Hoje, quando se fala de Moçambique é imperativo mencionar a província de Cabo Delgado, situada no norte do país. É um paradoxo e puro dualismo: muita riqueza e muita pobreza, ou melhor, miséria nas mesmas circunstâncias. O bem e o mal estão a exibir sua condição de amigos inseparáveis, porém, somente neste contexto de Cabo Delgado. O que seria bênção, parece ser maldição. Contudo, não se pode culpar a Deus porque Ele ao criar, “viu que tudo era bom”. O projecto mais sonhado e esperado, hoje está sendo um pesadelo. Será que os ataques terroristas são motivados pela riqueza que a província possui? E se não são as riquezas o motivo dessa guerra, quais são as razões? Explanamos primeiro os dois motivos pelos quais dificilmente se evita falar sobre Cabo Delgado.
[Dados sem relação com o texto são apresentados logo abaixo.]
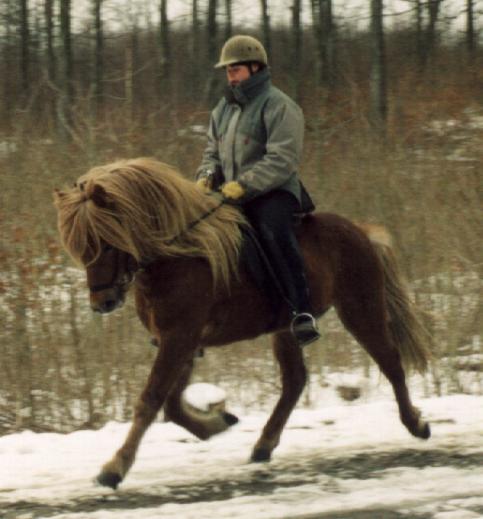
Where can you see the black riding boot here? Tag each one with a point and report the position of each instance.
(272, 217)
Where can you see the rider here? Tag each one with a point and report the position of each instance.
(254, 147)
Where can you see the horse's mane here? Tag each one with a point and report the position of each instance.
(145, 207)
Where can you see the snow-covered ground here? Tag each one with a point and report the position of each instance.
(347, 459)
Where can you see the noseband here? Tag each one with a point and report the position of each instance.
(131, 268)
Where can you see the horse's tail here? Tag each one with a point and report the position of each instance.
(408, 332)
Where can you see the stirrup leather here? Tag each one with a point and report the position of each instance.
(304, 328)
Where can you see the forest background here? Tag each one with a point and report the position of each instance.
(394, 126)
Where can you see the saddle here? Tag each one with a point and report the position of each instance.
(255, 262)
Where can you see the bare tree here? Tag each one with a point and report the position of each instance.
(49, 34)
(470, 29)
(164, 47)
(67, 66)
(99, 54)
(324, 30)
(266, 26)
(212, 41)
(297, 45)
(7, 60)
(25, 47)
(229, 18)
(378, 96)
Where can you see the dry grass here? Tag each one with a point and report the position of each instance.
(62, 368)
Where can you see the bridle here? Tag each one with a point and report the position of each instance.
(132, 266)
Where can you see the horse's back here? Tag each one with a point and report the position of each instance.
(339, 258)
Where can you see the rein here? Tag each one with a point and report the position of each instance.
(193, 224)
(145, 263)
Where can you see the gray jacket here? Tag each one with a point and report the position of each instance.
(255, 137)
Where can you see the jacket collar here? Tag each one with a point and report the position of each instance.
(247, 90)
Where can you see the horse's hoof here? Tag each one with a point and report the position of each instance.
(425, 431)
(230, 419)
(260, 455)
(109, 479)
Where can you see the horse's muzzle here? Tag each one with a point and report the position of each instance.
(106, 302)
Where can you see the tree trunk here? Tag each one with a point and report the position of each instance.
(420, 50)
(430, 33)
(297, 46)
(211, 36)
(266, 28)
(378, 99)
(25, 48)
(229, 19)
(325, 41)
(470, 30)
(49, 29)
(64, 110)
(164, 48)
(7, 62)
(195, 48)
(99, 55)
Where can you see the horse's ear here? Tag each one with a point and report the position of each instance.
(99, 196)
(58, 194)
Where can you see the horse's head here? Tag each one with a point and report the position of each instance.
(109, 277)
(92, 232)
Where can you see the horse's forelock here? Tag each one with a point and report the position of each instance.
(150, 209)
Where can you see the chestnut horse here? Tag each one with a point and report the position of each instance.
(140, 222)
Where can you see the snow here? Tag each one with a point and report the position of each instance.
(344, 458)
(203, 396)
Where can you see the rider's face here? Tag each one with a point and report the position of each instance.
(239, 72)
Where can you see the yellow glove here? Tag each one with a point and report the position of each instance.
(233, 190)
(204, 183)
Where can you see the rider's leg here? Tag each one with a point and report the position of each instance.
(272, 217)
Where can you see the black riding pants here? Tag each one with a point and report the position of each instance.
(272, 216)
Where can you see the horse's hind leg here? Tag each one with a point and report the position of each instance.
(367, 322)
(202, 425)
(293, 373)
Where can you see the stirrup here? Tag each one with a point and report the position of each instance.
(304, 329)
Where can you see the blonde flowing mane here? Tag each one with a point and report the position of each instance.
(145, 207)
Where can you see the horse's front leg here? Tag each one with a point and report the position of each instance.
(175, 350)
(293, 373)
(202, 425)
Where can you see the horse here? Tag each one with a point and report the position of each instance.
(140, 223)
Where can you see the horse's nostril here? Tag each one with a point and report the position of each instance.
(109, 306)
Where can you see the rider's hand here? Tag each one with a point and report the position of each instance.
(204, 183)
(232, 190)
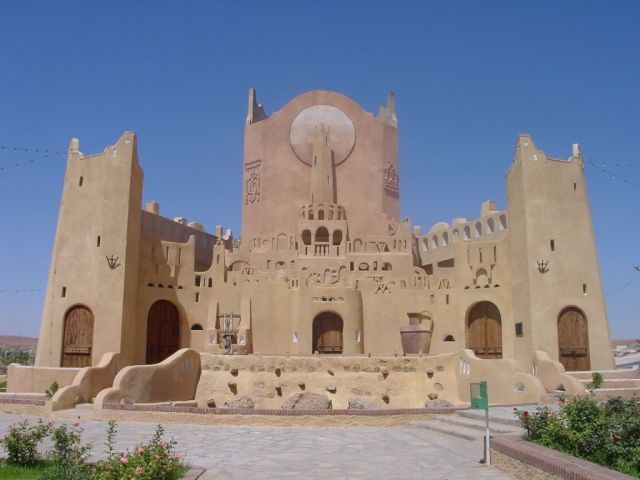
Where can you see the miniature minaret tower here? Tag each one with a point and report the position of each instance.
(322, 179)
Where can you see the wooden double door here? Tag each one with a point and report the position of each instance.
(327, 333)
(77, 337)
(573, 340)
(163, 331)
(484, 330)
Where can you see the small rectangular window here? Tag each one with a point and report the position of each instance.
(519, 330)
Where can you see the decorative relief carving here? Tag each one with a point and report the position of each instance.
(252, 182)
(391, 178)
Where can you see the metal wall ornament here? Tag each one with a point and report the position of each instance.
(543, 266)
(112, 261)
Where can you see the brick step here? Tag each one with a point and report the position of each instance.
(616, 383)
(632, 372)
(606, 393)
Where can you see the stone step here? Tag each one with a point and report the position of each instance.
(503, 416)
(632, 372)
(475, 424)
(449, 429)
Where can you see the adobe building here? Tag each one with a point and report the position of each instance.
(325, 265)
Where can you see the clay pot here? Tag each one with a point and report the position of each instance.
(415, 338)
O primeiro motivo de não evitar citar o nome de Cabo Delgado é o que deveria ser a razão de alegria: a descoberta do gás natural e petróleo, e consequente investimento, sendo um dos maiores empreendimentos da África no ramo de gás. O segundo motivo é o que se vive desde 5 de Outubro de 2017, a data que jamais será esquecida. Foi nesse dia quando a vila de Mocímboa da Praia, norte da província de Cabo Delgado, sofreu o primeiro ataque dando início a guerra que dura há aproximadamente quatro anos. 

Inicialmente, o governo de Moçambique não foi claro ao tratar o assunto dos ataques. O grupo terrorista recebeu muitos nomes começando por insurgentes, malfeitores e hoje tem definição que eles são terroristas denominados por Al shabab (os jovens na língua árabe, mas da realidade de Moçambique). 
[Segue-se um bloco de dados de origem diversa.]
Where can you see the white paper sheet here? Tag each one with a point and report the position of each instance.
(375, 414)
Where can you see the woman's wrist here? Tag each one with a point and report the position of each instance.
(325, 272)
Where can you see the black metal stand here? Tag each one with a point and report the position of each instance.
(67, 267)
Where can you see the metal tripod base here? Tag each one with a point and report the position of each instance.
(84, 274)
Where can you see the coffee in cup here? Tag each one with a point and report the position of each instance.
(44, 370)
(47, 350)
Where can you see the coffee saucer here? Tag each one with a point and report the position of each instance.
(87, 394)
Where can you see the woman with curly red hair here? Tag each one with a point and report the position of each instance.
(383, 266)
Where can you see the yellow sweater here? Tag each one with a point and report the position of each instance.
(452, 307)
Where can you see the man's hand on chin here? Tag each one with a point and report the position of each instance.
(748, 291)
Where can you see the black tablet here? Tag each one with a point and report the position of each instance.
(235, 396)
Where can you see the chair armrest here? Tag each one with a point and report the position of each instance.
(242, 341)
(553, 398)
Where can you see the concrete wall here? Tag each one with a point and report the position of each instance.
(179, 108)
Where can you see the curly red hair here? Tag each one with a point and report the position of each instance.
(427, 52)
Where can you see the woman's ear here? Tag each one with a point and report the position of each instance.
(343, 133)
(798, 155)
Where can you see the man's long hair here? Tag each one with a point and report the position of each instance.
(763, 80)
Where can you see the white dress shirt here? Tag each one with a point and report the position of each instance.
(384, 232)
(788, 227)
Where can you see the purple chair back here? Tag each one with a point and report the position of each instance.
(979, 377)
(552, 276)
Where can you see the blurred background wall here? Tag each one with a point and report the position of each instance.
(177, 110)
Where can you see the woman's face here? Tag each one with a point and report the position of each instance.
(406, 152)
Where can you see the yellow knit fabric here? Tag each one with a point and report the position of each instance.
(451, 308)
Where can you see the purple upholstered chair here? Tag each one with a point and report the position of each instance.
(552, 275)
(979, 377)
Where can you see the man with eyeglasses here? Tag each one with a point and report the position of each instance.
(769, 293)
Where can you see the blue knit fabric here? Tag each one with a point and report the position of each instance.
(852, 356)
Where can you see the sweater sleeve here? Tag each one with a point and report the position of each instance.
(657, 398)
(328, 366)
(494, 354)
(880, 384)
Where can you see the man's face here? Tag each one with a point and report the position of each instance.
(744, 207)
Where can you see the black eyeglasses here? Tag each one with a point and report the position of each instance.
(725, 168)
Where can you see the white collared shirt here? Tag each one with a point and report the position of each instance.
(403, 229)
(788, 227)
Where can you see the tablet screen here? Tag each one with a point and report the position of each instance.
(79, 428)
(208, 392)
Os insurgentes estenderam os ataques em oito distritos de Cabo Delgado: Mocímboa da Praia, Macomia, Muidumbe, Nangade, Quissanga, Ibo, Meluco e Palma. Destruíram aldeias, infra-estruturas do Estado, da população, de comerciantes e da Igreja. Estima-se que a guerra tenha provocado mais de três mil mortos e 850 mil deslocados.
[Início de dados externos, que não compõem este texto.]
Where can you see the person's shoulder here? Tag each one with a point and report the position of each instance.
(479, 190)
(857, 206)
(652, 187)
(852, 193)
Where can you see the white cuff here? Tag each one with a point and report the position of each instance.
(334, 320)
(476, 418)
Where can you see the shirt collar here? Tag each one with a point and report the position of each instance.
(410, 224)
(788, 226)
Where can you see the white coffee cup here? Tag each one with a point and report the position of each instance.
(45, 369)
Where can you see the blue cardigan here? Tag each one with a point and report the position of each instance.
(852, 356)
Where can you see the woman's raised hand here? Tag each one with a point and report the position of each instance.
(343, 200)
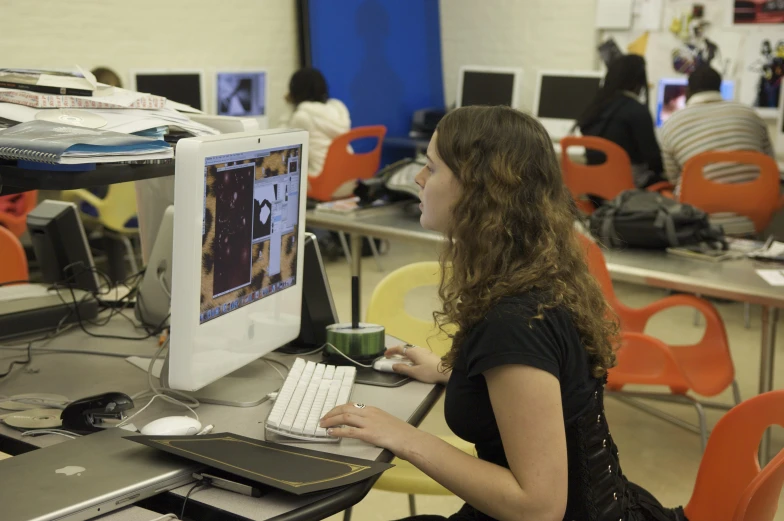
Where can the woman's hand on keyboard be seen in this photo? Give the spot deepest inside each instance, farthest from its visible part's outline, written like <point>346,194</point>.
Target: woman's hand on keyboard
<point>426,364</point>
<point>371,425</point>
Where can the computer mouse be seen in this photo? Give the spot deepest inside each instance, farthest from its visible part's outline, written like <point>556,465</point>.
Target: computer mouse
<point>89,414</point>
<point>172,426</point>
<point>384,364</point>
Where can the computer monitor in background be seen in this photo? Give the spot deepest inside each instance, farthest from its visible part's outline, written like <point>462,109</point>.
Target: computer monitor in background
<point>183,86</point>
<point>562,96</point>
<point>241,93</point>
<point>237,255</point>
<point>671,96</point>
<point>488,86</point>
<point>61,247</point>
<point>780,125</point>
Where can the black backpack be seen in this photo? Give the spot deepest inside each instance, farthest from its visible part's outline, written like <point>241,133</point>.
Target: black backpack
<point>641,219</point>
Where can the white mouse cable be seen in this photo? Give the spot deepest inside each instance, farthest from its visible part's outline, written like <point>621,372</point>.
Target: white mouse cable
<point>341,353</point>
<point>159,393</point>
<point>67,434</point>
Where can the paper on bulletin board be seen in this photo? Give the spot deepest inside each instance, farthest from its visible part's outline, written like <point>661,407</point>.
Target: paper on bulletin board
<point>647,15</point>
<point>614,14</point>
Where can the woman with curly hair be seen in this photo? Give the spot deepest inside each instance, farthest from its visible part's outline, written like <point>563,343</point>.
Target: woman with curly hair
<point>533,342</point>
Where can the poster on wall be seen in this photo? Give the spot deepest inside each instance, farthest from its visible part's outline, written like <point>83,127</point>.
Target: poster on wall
<point>752,12</point>
<point>763,70</point>
<point>690,25</point>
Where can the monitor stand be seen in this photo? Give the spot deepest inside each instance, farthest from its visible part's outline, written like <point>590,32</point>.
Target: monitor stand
<point>248,386</point>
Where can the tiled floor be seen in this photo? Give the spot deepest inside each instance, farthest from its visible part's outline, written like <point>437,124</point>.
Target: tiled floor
<point>657,455</point>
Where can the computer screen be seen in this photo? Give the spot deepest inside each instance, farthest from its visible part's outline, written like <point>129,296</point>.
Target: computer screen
<point>241,93</point>
<point>61,246</point>
<point>781,124</point>
<point>251,215</point>
<point>237,260</point>
<point>671,96</point>
<point>488,86</point>
<point>182,87</point>
<point>565,96</point>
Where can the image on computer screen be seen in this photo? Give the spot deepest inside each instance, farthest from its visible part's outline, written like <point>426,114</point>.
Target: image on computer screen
<point>671,97</point>
<point>241,93</point>
<point>180,87</point>
<point>249,228</point>
<point>487,88</point>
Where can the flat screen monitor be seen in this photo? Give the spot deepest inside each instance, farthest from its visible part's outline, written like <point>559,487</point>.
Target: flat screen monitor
<point>671,96</point>
<point>488,86</point>
<point>241,93</point>
<point>237,253</point>
<point>780,126</point>
<point>61,247</point>
<point>562,96</point>
<point>181,86</point>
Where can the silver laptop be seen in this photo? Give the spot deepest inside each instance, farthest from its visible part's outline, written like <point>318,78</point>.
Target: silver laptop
<point>86,477</point>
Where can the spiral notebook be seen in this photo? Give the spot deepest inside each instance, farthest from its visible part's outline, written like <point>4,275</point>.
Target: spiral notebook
<point>57,143</point>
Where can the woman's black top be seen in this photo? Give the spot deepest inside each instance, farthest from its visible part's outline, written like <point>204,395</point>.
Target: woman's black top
<point>510,334</point>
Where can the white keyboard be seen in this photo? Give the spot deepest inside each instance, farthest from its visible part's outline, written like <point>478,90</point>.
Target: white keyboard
<point>310,391</point>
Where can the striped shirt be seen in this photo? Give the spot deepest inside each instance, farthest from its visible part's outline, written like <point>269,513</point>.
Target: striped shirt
<point>709,123</point>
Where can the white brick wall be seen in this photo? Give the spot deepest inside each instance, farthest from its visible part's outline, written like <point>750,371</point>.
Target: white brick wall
<point>134,34</point>
<point>531,34</point>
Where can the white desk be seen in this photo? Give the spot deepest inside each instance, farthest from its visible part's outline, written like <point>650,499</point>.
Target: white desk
<point>78,376</point>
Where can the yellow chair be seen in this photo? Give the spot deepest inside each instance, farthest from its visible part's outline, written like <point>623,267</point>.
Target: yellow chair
<point>387,307</point>
<point>115,213</point>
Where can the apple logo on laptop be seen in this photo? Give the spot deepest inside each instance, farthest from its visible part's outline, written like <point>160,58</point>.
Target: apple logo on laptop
<point>70,470</point>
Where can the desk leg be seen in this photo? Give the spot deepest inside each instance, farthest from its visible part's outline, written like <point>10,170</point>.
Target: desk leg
<point>356,275</point>
<point>770,318</point>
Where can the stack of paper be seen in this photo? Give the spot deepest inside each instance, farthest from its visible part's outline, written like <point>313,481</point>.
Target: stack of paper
<point>46,142</point>
<point>128,121</point>
<point>30,95</point>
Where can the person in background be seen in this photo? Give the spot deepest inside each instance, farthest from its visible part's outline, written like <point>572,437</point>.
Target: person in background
<point>314,111</point>
<point>708,122</point>
<point>107,76</point>
<point>324,119</point>
<point>534,338</point>
<point>619,113</point>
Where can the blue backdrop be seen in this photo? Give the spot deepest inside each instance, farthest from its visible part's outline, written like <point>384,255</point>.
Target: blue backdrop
<point>382,58</point>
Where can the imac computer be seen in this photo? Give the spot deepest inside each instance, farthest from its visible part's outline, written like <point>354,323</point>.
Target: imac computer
<point>671,96</point>
<point>488,86</point>
<point>182,86</point>
<point>237,265</point>
<point>241,93</point>
<point>562,96</point>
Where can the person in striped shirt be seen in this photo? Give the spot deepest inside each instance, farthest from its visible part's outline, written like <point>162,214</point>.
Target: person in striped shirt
<point>707,123</point>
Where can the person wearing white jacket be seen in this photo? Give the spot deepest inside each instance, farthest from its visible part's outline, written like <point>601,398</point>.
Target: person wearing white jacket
<point>323,118</point>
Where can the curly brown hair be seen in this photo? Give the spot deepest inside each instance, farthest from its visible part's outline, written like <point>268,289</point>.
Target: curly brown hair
<point>512,231</point>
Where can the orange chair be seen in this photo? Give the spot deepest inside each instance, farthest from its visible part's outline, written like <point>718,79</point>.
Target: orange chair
<point>14,209</point>
<point>342,165</point>
<point>758,200</point>
<point>606,180</point>
<point>729,485</point>
<point>761,498</point>
<point>13,261</point>
<point>705,368</point>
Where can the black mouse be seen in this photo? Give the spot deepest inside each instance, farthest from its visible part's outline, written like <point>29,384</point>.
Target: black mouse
<point>85,415</point>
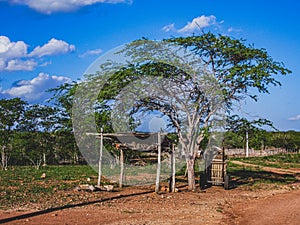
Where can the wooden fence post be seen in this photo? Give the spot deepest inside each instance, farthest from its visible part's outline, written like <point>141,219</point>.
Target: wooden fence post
<point>100,158</point>
<point>158,162</point>
<point>122,168</point>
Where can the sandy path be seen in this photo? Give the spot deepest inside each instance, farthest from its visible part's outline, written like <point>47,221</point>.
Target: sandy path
<point>268,169</point>
<point>275,210</point>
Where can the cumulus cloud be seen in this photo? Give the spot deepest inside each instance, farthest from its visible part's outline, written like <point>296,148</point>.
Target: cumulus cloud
<point>168,28</point>
<point>197,23</point>
<point>51,6</point>
<point>294,118</point>
<point>53,47</point>
<point>34,90</point>
<point>91,52</point>
<point>14,55</point>
<point>16,64</point>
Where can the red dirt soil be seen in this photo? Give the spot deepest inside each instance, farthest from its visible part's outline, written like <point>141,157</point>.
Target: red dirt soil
<point>135,205</point>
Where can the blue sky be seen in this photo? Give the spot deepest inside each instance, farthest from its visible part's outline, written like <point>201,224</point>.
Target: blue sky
<point>45,43</point>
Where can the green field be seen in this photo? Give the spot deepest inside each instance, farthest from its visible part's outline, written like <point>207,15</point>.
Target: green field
<point>285,161</point>
<point>22,186</point>
<point>255,177</point>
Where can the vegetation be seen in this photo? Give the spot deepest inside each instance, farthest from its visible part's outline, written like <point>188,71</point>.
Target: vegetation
<point>38,135</point>
<point>23,185</point>
<point>284,161</point>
1. Danos provocados pela guerra

A diocese de Pemba sempre esteve na dianteira no que concerne às actividades de ajuda humanitária junto com seus parceiros, por exemplo, alguns organismos das ou ligados a Organização das Nações Unidas. Para dar suporte, a diocese criou um fundo de emergência que permite a acção imediata, uma experiência iniciada desde o ciclone Kenneth até os avanços dos ataques terroristas. 

O primeiro dano constado é a pessoa humana: cerca de três mil mortos e mais de 850 mil deslocados. O segundo dano é a dimensão psicológica e a seguir, por sinal visível, são as infra-estruturas do Estado, da Igreja e da população. Tem havido relato de rapto de crianças e adolescentes para serem usados na guerra e as meninas forçadas a serem esposas. O testemunho de muitas mulheres sobreviventes indica que os insurgentes aterrorizam as pessoas não simplesmente por matarem mas por decapitarem na frente dos familiares. Esse fenómeno de decapitação provocou muitos traumas nas pessoas, principalmente as crianças e mulheres. 

A decisão da Igreja para acompanhar as vítimas não está limitada em dar assistência alimentar e abrigo, mas fundamentalmente no acompanhamento psicossocial: espaço de escuta e partilha da situação vivida na guerra. 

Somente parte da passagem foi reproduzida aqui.